08 Feb 2024
Photonics company says 'skyrocketing' bandwidth demands of AI data centers is behind strategic investment.
Lumentum has revealed plans to ramp up optical transceiver production capacity at its site in Thailand, in response to what the photonics company described as “skyrocketing” demand for cutting-edge optical transceivers to be deployed in high-speed data centers supporting artificial intelligence (AI) applications.
But CEO Alan Lowe also told an investor conference call discussing the US firm’s latest financial results that its other key business areas - largely telecoms, 3D sensing, and industrial lasers - were facing various challenges in the near term as major customers continue to work through a stockpile of products purchased last year.
Export restrictions hit
Overall the company posted sales of $367 million for the December quarter, up from September’s low point but still down more than 27 per cent compared with the same period last year.
Lumentum’s “industrial technology” business unit, largely made up of 3D sensing and industrial laser sales, fared even worse, declining nearly 35 per cent year-on-year to $80 million.
The company’s annual sales will also be hit by around $45 million as a result of new US export regulations concerning the Chinese networking giant Huawei.
And despite Lowe’s outlook indicating a strong return to growth across the business from June onwards, the short-term issues appeared to hit investor sentiment, with Lumentum’s stock price falling by more than 15 per cent following the latest update.
“We are shaping the future of data transmission,” the CEO told investors. “Lumentum stands at the leading edge of photonics innovation, partnering with customers to enable the future of data centers and the networks that connect them.
“Given the surging bandwidth demands of AI data centers, and our strong traction on new transceiver opportunities, we are strategically expanding our leading-edge transceiver manufacturing capacity.
“As a key part of this expansion, we are investing in state-of-the-art production lines at our manufacturing facility in Thailand.”
That investment comes at the same time that Lumentum is consolidating its wafer fabrication facilities in Japan and other sites in China, the latter partly in response to the recently extended US export restrictions.
Lowe said that Lumentum was expecting to qualify its silicon photonics approach to support more energy-efficient 800 Gb/s optical transceivers initially, with production of the firm’s latest high-speed vertical-cavity surface-emitting lasers (VCSELs), each operating at 100 Gb/s, expected to ramp in the second half of this year.
Since acquiring the Hong Kong-based transceiver business Cloud Light - originally a TDK spin-off - last November, Lumentum has been able to target the fast-growing AI data center market with both transceiver products and laser components.
Lowe and his team believe that the Thailand facility ramp will enable the firm to lead an initial wave of 1.6 Tb/s transceivers that will end up becoming the “workhorse” of next-generation data centers.
“High-speed data center demand is skyrocketing,” said the CEO, adding that Lumentum should be able to grow its market share in the sector as it rises from a relatively low base.

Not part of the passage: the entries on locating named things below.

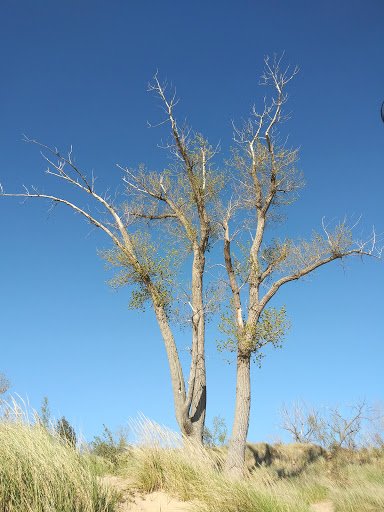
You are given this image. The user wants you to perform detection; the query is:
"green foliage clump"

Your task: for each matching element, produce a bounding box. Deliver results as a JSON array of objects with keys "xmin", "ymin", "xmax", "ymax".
[
  {"xmin": 90, "ymin": 425, "xmax": 128, "ymax": 466},
  {"xmin": 99, "ymin": 233, "xmax": 181, "ymax": 311},
  {"xmin": 217, "ymin": 301, "xmax": 291, "ymax": 366},
  {"xmin": 56, "ymin": 416, "xmax": 77, "ymax": 447}
]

With demand for its telecommunications products and ultrafast industrial lasers expected to bounce back later this year alongside the site consolidation effort, he is expecting both sales and margins to improve towards the end of the year.
But the more immediate future will see Lumentum’s industrial technology sales fall sharply, partly as a result of excess ultrafast laser inventory at a key customer, and partly as a result of lost market share in 3D sensing applications for Apple’s smart phones.
Despite that CEO Lowe said he was “very excited” about future prospects for ultrafast lasers, with applications in solar cell, displays, PCB, and electric vehicle battery production all expected to ramp up later this year.
• In their outlook for the March quarter, Lumentum’s executives suggested that the firm’s sales revenues would remain close to the December quarter figure, at somewhere between $350 million and $380 million.
That is despite the additional contribution of a full quarter of sales from the growing Cloud Light business, with other elements of the Lumentum business experiencing a decline in demand.
After digesting that forecast, investors sent Lumentum’s share price tumbling more than 15 per cent. Trading at close to $49 on the Nasdaq, the stock currently commands a market capitalization of around $3.3 billion.